Avant toute chose, nos pensées vont bien sûr vers Haïti. En termes de lutte contre le VIH/SIDA, nous savons que les situations de crise sont propices à la propagation des maladies contagieuses et le SIDA ne fait pas exception. Avant le séisme, Haïti comptait 2,3 % de sa population infectée par le virus et 20 000 personnes sous traitement d’antirétroviraux (ARV).

Nous ajoutons notre voix à celles qui réclament, à l’instar d’ONUSIDA, que la question du VIH/SIDA soit prise en compte dans les plans d’urgence qui seront élaborés par les pays donateurs et que la population ait accès aux ARV.

Le 15 décembre dernier, le Secrétaire général de la Francophonie, Abdou Diouf, et le Directeur excécutif d’ONUSIDA, Michel Sidibé, signaient un Accord-cadre dont l’objectif ultime est de concerter les efforts des deux organisations dans la lutte contre le VIH/SIDA.
Étonnant ? Non, au contraire, la Francophonie, particulièrement touchée par cette épidémie, lui verse un lourd tribut : pertes démographiques importantes, mobilisation de ressources énormes des systèmes de santé, impacts socio-économiques incalculables, voire dévastateurs, etc.

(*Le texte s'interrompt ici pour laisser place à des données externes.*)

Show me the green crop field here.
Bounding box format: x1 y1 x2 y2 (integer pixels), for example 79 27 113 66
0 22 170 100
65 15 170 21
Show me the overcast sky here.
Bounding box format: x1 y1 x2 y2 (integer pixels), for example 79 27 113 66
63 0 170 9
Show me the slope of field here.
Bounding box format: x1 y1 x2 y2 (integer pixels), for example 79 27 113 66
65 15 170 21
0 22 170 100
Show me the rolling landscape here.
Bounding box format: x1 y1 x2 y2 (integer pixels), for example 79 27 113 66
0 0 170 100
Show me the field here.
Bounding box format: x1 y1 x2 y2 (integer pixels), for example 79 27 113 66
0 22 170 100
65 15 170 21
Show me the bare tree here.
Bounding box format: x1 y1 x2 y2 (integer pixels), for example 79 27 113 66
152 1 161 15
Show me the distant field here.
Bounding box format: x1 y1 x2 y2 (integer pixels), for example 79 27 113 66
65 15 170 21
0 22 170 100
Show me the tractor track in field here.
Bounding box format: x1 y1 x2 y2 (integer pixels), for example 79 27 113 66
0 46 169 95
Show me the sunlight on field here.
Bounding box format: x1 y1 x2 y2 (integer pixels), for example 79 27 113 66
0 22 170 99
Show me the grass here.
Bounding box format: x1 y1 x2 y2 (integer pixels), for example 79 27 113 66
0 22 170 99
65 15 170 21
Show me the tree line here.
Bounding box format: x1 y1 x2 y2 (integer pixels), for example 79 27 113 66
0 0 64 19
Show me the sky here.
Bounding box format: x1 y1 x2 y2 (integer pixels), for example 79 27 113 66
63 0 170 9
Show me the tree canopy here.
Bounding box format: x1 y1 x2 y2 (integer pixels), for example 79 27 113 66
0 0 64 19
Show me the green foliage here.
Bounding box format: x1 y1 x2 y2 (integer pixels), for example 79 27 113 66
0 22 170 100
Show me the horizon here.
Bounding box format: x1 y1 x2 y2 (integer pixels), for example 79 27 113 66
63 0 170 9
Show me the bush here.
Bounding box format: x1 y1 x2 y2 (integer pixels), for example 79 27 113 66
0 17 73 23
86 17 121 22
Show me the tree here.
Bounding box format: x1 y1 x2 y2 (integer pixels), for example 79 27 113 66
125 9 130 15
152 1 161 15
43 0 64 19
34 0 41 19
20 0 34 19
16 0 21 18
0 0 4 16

Rappelons pour mémoire que dans sa dernière livraison, le rapport d’ONUSIDA estime qu’en 2007, l’Afrique subsaharienne, où se situent plusieurs pays de la Francophonie, compte pour 67 % des 33 millions de personnes dans le monde infectées du VIH et pour 75 % des décès liés à la maladie. Idem pour la transmission de la maladie à la naissance, laquelle a pratiquement disparu dans les pays développés, mais infecte toujours 400 000 nouveaux nés en Afrique par année, faute d’accès aux médicaments.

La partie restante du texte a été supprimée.